No final de abril, a empresa francesa Objekto -detentora dos direitos da poltrona- mandou um email para Marcus e para a Galeria Asfalto, parceira do artista, pedindo que o trabalho fosse destruído.
“Embora você apresente a cadeira como uma obra de arte, o fato de estar reproduzindo o objeto em série e vendendo constitui crime de falsificação. A Objekto apoia artistas, mas não aceita confusão entre um trabalho de arte e a produção de uma cópia com propósitos comerciais”, diz o email, assinado por Benoit Halbronn, presidente da empresa.
Na mensagem, ele diz estar considerando abrir um boletim de ocorrência na Polícia Federal.
A legislação brasileira afirma que, caso a violação seja comprovada, o autor deve pagar ao detentor dos direitos da peça o lucro das cópias vendidas. Além disso, imagens devem ser apagadas dos meios de comunicação.
O imbróglio em torno da poltrona começou na edição deste ano da SP-Arte, onde as peças foram comercializadas.
Nicolas Dantas, diretor da Galeria Asfalto, diz que Matthieu Halbronn os interpelou durante o evento para dizer que o trabalho não se tratava de uma obra de arte e que não deveria estar no evento. Halbronn é licenciado pela Objekto para comercializar a poltrona no Brasil.
“Ele chegou num tom bem agressivo e cheio de ameaça. Em momento nenhum tentou entender o que era a obra e desvalidou várias vezes o nosso trabalho”, diz Nicolas.
Por meio de uma nota enviada via assessoria, Halbronn nega ter sido agressivo.
O empresário diz que descobriu no estande da Galeria Asfalto na SP-Arte que 24 poltronas haviam sido postas à venda.
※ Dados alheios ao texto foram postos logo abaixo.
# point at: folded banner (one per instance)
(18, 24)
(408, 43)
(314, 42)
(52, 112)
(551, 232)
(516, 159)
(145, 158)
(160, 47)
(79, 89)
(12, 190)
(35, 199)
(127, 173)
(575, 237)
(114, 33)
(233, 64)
A galeria, porém, refuta essa informação e sustenta que foram comercializadas duas poltronas. Uma por R$ 5.000 e outra por R$ 5.500.
“A contestação de Matthieu não é sobre o trabalho artístico do Marcus ou sobre liberdade de expressão, e, sim, sobre a indevida comercialização em um evento público de várias peças replicadas, o que fere direitos do licenciado”, diz a nota.
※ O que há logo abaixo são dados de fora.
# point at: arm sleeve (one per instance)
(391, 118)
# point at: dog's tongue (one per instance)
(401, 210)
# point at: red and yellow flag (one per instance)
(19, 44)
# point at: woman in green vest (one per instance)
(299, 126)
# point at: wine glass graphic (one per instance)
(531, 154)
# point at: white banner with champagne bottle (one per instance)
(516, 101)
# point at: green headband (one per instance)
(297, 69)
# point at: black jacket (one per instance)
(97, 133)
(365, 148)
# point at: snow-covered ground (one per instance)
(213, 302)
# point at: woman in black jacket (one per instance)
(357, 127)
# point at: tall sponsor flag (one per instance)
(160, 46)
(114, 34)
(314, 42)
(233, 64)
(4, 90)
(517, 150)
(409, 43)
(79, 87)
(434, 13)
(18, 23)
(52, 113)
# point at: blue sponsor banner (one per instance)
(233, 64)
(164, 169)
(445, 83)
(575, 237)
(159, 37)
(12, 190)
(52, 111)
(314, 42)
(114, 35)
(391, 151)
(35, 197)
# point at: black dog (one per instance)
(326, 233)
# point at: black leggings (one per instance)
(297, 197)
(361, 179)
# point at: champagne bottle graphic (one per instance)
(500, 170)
A Objekto também afirma que não tem problemas com criações artísticas, mas que deveriam ter buscado autorização para produzir a peça.
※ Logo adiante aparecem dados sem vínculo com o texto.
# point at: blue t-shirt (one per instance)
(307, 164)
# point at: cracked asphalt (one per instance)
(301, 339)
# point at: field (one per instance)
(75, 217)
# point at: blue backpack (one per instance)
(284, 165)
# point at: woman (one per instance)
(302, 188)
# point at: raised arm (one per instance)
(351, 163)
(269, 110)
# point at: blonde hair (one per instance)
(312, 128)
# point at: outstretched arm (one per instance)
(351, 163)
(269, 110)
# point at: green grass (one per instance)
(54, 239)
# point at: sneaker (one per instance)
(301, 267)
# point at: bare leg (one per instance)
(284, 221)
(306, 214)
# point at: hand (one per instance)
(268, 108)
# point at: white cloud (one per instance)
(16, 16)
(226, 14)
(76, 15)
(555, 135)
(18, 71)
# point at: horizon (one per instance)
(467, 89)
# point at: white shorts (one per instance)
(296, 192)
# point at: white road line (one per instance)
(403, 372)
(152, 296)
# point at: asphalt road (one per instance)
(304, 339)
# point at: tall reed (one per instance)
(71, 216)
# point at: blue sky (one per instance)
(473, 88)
“Respeitamos o trabalho de Marcus Deusdedit e a sua obra, mas não podemos aceitar que ele a reproduza e venda inúmeras vezes, se tratando novamente de poltronas idênticas à original de Paulo Mendes da Rocha.”
O artista idealizou a réplica durante uma residência promovida pela 8ª edição da Bolsa Pampulha, iniciativa da Prefeitura de Belo Horizonte que busca estimular a arte no Brasil. Ao fim do programa, que tem duração de seis meses, seria publicado um catálogo com a produção dos nomes selecionados.
Em razão da disputa em torno da poltrona, a prefeitura suspendeu o lançamento do livro como medida de segurança jurídica.
“É intenção da Fundação Municipal de Cultura dialogar com quem de direito para que a circulação do material possa ocorrer livremente, como meio de difusão cultural”, diz a pasta.
Gustavo von Ha, artista cujo trabalho questiona os conceitos de autoria e falsificação, considera que a peça de Marcus de fato se trata de uma obra de arte.
“Até porque ela é apresentada em cima de um tablado como uma escultura. Mas o aspecto comercial da obra pode, sim, ser contestada pela empresa.”
Em 2012, Von Ha fez uma série em que copiava desenhos originais de Tarsila do Amaral mediante autorização da família da pintora. Ele diz que o trabalho de Marcus é uma forma de apropriação indireta.
“A obra está num lugar muito mais interessante e mais complexo, porque ele produziu o objeto, e não pegou simplesmente uma cadeira do Paulo e botou na exposição, o que seria uma apropriação direta”, diz o artista.